If the firewall rule allows IAP to connect, it might be an issue with the instance itself. One theory could be the internal firewall rule. Another could be that the instance is not responsive due utilization.
As a first step you can verify
serial port console logs for existing errors on the instance. Rebooting the instance as per this
third party article (we do not endorse but rather as an example) seems to have fixed the issue. You may also try using
gcloud commands in
cloudshell with "verbosity=debug" flag as to get a better idea about at what step it is failing. Another approach is to spin a VM in the same VPC, SSH to it and SSH from it to the troublesome instance through internal IPs (if using gcloud compute SSH command use --internal-ip flag from the new instance) .

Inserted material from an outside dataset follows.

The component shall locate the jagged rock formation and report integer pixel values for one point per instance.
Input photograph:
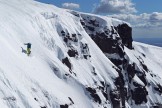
(78, 60)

This would test two things. The first being connectivity, meaning if you are not able to connect to the fresh instance, then it is connectivity related and reviewing firewall rules again would be beneficial. The second if you are able to connect to the new instance, and if you are not able to connect from it to the troublesome instance, it is most probably an issue with the troublesome VM itself.
As this is more of a technical question, I suggest to post at
serverfault.com as you have a larger community that might help. Posting there, provide all the tests and log output mentioned above. Make sure you redact any personal identifiable information including project IDs and Instance IDs. I hope the above helps.